For this activity, in 250-500 words, answer the following:
Plot the time series data in a line chart using the plot() function. Use the date feature as your indexed column when plotting the data. Show the results.
Zoom into a particular range of time: pick a range of 2 months from your dataset and plot it into a line chart. Show the results and explain the difference between this step and step 1.
Add linear or polynomial trend lines to your time series dataset: plot a trend line using the regplot function from the seaborn library. Show the results and interpret the trend line.
Suppress Seasonality: aggregate your data using the mean function at the yearly level to remove seasonality from your dataset. Plot the data and interpret the graph.
Lag Scatter Plot: plot a scatter plot to test the correlation between lag values. Import the lag plot class from the pandas plotting library. Then, show and interpret the graph.

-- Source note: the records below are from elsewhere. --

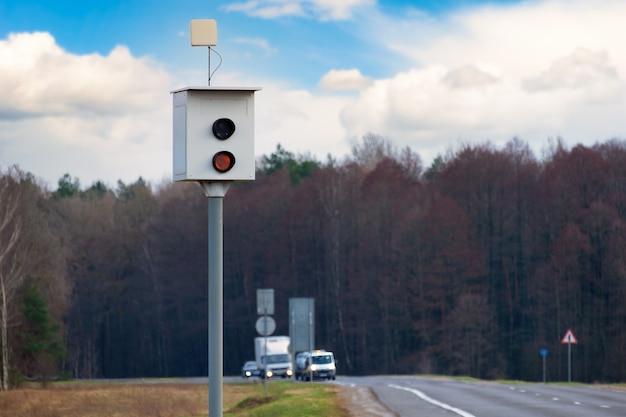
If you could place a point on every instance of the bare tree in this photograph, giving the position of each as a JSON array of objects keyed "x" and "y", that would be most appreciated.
[{"x": 10, "y": 275}]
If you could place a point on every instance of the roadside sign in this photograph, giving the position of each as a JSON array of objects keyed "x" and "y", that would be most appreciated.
[
  {"x": 569, "y": 338},
  {"x": 265, "y": 301},
  {"x": 265, "y": 325}
]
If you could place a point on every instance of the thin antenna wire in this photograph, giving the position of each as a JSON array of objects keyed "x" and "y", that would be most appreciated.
[{"x": 218, "y": 65}]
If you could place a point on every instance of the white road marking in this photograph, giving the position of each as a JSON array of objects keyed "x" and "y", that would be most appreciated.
[{"x": 428, "y": 399}]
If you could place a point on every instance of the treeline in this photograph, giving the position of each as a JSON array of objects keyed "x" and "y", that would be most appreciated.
[{"x": 466, "y": 267}]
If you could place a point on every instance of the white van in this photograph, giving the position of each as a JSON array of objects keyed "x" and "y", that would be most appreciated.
[{"x": 320, "y": 365}]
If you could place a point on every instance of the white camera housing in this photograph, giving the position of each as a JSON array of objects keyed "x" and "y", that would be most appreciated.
[
  {"x": 203, "y": 32},
  {"x": 195, "y": 109}
]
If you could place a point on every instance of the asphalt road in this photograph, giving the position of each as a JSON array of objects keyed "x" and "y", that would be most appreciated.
[{"x": 426, "y": 397}]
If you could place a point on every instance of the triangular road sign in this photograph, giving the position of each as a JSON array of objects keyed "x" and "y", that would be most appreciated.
[{"x": 569, "y": 338}]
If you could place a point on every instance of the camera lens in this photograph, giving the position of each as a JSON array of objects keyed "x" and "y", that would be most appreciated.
[
  {"x": 223, "y": 161},
  {"x": 223, "y": 128}
]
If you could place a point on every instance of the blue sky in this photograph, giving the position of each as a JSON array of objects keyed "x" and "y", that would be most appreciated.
[
  {"x": 302, "y": 47},
  {"x": 86, "y": 84}
]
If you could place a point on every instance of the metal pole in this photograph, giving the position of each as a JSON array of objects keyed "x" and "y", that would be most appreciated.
[
  {"x": 310, "y": 345},
  {"x": 569, "y": 362},
  {"x": 216, "y": 335},
  {"x": 265, "y": 353}
]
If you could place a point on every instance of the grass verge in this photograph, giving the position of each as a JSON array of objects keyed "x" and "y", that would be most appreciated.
[{"x": 170, "y": 400}]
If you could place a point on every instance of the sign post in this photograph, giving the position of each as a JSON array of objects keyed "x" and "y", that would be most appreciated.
[
  {"x": 570, "y": 340},
  {"x": 265, "y": 325},
  {"x": 544, "y": 352}
]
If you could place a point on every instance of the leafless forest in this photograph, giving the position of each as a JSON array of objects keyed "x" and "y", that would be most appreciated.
[{"x": 467, "y": 266}]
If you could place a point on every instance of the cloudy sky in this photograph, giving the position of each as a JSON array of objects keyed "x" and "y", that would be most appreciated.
[{"x": 85, "y": 85}]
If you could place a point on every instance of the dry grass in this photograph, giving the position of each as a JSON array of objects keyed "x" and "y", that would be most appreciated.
[
  {"x": 79, "y": 399},
  {"x": 113, "y": 400}
]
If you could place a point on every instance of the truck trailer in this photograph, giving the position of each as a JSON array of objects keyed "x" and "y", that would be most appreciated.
[{"x": 272, "y": 356}]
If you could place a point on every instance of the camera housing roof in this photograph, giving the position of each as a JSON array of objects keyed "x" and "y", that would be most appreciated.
[{"x": 195, "y": 112}]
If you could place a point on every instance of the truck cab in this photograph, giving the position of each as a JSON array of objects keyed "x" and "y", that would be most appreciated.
[
  {"x": 320, "y": 364},
  {"x": 272, "y": 357}
]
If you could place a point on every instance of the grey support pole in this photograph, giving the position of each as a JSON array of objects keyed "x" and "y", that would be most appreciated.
[
  {"x": 215, "y": 193},
  {"x": 216, "y": 324},
  {"x": 569, "y": 362}
]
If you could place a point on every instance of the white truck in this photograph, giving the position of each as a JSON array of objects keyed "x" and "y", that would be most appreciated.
[
  {"x": 319, "y": 364},
  {"x": 272, "y": 356}
]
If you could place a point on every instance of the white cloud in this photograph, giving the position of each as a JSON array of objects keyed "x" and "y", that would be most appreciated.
[
  {"x": 320, "y": 9},
  {"x": 260, "y": 43},
  {"x": 109, "y": 117},
  {"x": 536, "y": 69},
  {"x": 345, "y": 80},
  {"x": 91, "y": 115}
]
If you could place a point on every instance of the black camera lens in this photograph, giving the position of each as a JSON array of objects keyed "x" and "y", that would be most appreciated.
[{"x": 223, "y": 128}]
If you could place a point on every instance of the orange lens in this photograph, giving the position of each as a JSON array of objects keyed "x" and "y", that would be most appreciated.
[{"x": 223, "y": 161}]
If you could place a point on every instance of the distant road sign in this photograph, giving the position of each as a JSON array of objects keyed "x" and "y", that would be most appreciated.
[
  {"x": 569, "y": 338},
  {"x": 265, "y": 325},
  {"x": 265, "y": 301}
]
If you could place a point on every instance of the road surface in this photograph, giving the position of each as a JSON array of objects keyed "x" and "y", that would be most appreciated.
[{"x": 428, "y": 397}]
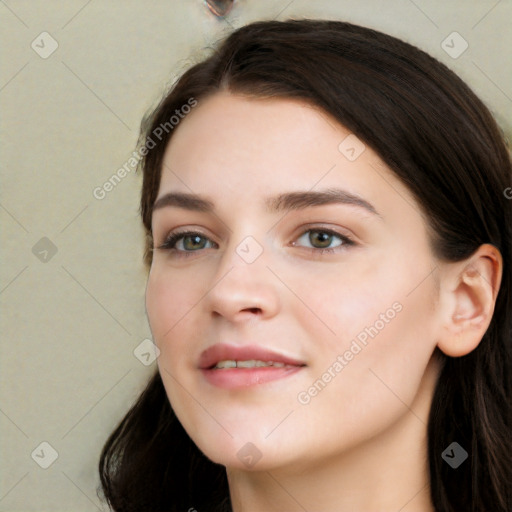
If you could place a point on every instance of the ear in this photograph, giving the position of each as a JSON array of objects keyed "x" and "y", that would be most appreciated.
[{"x": 468, "y": 291}]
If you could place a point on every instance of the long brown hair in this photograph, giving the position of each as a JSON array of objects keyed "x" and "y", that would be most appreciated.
[{"x": 442, "y": 142}]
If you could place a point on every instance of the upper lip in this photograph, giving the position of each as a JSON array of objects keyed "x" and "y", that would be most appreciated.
[{"x": 222, "y": 352}]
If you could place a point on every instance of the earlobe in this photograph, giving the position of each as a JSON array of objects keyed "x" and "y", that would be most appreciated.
[{"x": 469, "y": 294}]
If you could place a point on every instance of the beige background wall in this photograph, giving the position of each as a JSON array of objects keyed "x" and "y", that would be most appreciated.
[{"x": 70, "y": 321}]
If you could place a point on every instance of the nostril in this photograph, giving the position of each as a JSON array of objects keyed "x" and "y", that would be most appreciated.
[{"x": 253, "y": 310}]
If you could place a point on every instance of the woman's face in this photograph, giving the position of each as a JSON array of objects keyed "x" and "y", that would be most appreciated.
[{"x": 303, "y": 249}]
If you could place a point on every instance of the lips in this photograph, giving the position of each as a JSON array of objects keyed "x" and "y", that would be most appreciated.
[{"x": 223, "y": 352}]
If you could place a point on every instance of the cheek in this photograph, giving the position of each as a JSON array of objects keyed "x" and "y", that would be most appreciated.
[{"x": 171, "y": 299}]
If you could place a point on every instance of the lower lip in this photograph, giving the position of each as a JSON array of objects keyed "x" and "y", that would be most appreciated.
[{"x": 232, "y": 378}]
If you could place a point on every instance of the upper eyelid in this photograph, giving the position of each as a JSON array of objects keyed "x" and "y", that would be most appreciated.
[{"x": 178, "y": 234}]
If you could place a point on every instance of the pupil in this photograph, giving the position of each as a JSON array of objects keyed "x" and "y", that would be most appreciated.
[
  {"x": 193, "y": 242},
  {"x": 320, "y": 239}
]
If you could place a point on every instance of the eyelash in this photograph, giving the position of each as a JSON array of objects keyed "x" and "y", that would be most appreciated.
[{"x": 170, "y": 242}]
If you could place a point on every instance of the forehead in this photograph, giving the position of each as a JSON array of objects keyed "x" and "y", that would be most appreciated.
[{"x": 242, "y": 147}]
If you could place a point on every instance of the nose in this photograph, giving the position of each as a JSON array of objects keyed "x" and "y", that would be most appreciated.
[{"x": 243, "y": 290}]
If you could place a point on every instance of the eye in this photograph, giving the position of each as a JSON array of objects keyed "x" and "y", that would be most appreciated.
[
  {"x": 322, "y": 240},
  {"x": 188, "y": 241}
]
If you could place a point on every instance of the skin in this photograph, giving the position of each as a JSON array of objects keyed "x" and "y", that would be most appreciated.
[{"x": 359, "y": 443}]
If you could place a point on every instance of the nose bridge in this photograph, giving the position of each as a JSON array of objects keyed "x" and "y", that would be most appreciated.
[{"x": 243, "y": 283}]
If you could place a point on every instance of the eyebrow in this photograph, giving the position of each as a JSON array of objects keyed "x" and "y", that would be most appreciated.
[{"x": 283, "y": 202}]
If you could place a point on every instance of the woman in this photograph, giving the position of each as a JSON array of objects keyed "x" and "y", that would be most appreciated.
[{"x": 329, "y": 247}]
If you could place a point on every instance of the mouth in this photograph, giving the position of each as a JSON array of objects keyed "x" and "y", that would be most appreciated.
[{"x": 229, "y": 366}]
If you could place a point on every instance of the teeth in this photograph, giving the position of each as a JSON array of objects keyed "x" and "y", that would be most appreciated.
[{"x": 252, "y": 363}]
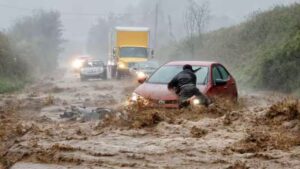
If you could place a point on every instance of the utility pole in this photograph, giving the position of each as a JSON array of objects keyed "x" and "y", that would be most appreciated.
[{"x": 155, "y": 25}]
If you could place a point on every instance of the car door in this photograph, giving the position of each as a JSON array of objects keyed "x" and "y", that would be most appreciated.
[{"x": 216, "y": 90}]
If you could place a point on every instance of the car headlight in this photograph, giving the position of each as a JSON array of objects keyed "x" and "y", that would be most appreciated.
[
  {"x": 196, "y": 102},
  {"x": 141, "y": 75},
  {"x": 134, "y": 97},
  {"x": 77, "y": 64}
]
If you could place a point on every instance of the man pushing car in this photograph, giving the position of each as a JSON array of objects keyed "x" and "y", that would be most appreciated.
[{"x": 184, "y": 85}]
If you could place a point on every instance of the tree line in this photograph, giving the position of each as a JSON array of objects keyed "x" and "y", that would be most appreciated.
[{"x": 30, "y": 47}]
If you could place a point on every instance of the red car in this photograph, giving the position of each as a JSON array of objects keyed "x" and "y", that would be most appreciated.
[{"x": 213, "y": 79}]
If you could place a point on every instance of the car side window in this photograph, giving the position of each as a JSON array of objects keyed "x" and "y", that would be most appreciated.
[
  {"x": 216, "y": 74},
  {"x": 224, "y": 73}
]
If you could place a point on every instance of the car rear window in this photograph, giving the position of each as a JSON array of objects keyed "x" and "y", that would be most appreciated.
[{"x": 166, "y": 73}]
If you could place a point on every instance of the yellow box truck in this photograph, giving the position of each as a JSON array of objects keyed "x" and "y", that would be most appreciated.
[{"x": 130, "y": 45}]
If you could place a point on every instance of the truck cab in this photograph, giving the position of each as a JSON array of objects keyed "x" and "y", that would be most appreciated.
[{"x": 131, "y": 45}]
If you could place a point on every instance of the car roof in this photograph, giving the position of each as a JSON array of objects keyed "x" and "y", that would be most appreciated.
[{"x": 200, "y": 63}]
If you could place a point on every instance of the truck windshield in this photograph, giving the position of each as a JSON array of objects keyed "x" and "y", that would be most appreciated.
[{"x": 138, "y": 52}]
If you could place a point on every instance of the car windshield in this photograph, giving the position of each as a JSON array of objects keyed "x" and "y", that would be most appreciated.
[
  {"x": 133, "y": 52},
  {"x": 166, "y": 73},
  {"x": 149, "y": 64}
]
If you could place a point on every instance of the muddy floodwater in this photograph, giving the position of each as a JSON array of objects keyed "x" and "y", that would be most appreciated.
[{"x": 61, "y": 122}]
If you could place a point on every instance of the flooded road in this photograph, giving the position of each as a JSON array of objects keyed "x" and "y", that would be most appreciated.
[{"x": 45, "y": 126}]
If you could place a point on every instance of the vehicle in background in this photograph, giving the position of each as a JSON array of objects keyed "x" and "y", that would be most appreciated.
[
  {"x": 144, "y": 68},
  {"x": 213, "y": 80},
  {"x": 78, "y": 62},
  {"x": 93, "y": 69},
  {"x": 130, "y": 45}
]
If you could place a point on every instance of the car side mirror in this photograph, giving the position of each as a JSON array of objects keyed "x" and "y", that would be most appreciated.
[
  {"x": 220, "y": 82},
  {"x": 114, "y": 51},
  {"x": 141, "y": 80}
]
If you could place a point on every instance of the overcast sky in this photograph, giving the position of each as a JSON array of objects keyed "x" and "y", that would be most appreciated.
[{"x": 79, "y": 15}]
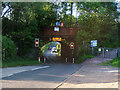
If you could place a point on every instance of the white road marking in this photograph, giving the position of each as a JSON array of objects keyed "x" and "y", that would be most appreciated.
[
  {"x": 10, "y": 75},
  {"x": 40, "y": 67}
]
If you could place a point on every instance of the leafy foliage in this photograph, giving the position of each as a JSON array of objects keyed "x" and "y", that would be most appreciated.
[{"x": 8, "y": 47}]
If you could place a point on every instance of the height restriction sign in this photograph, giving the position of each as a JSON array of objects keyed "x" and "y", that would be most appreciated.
[{"x": 93, "y": 43}]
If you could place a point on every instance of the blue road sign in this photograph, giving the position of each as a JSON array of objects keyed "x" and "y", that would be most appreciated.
[
  {"x": 57, "y": 23},
  {"x": 93, "y": 43}
]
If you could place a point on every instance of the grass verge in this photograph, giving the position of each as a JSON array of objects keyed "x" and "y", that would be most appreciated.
[
  {"x": 19, "y": 62},
  {"x": 115, "y": 62},
  {"x": 83, "y": 58},
  {"x": 45, "y": 47}
]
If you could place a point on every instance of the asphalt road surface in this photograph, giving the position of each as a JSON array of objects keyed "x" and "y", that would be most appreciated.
[{"x": 50, "y": 77}]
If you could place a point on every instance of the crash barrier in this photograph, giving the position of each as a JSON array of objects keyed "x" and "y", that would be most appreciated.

Autocorrelation Plots: plot correlations with all possible lag values in your time-series dataset. Import the autocorrelation plot class from pandas plotting library. Show and interpret the graph. Explain how an autocorrelation function (ACF) and partial autocorrelation function (PACF) can be useful in forecasting.
- Part 4: Time Series Forecasting Using ARIMA Modeling
- For this activity, in 500-750 words, answer the following:
- Construct a time plot of the data and inspect the graph for any anomalies. This time plot should suggest whether any differencing is needed. Explain.
- Use the autocorrelation and partial autocorrelation plots to identify and select the preliminary values of the autoregression (AR) order, p, the order of differencing, d, and the moving average order, q. Explain your findings.
- Fit and train the ARIMA model based on your selected p, d, q values.
- Evaluate your model statistically by interpreting its t-test, p values, R Squared, adjusted R squared, MAE, and MAPE. Interpret the results.
Forecast the next five periods and report the results.
Parameter Tuning: fit another ARIMA model with a different value(s) for the p, d, q parameters. Compare both models and interpret the findings. Which one is better in terms of white noise, variation, unusual patterns, trends, seasonality.., etc. Why?
Evaluate each model using the walk forward validation. Explain.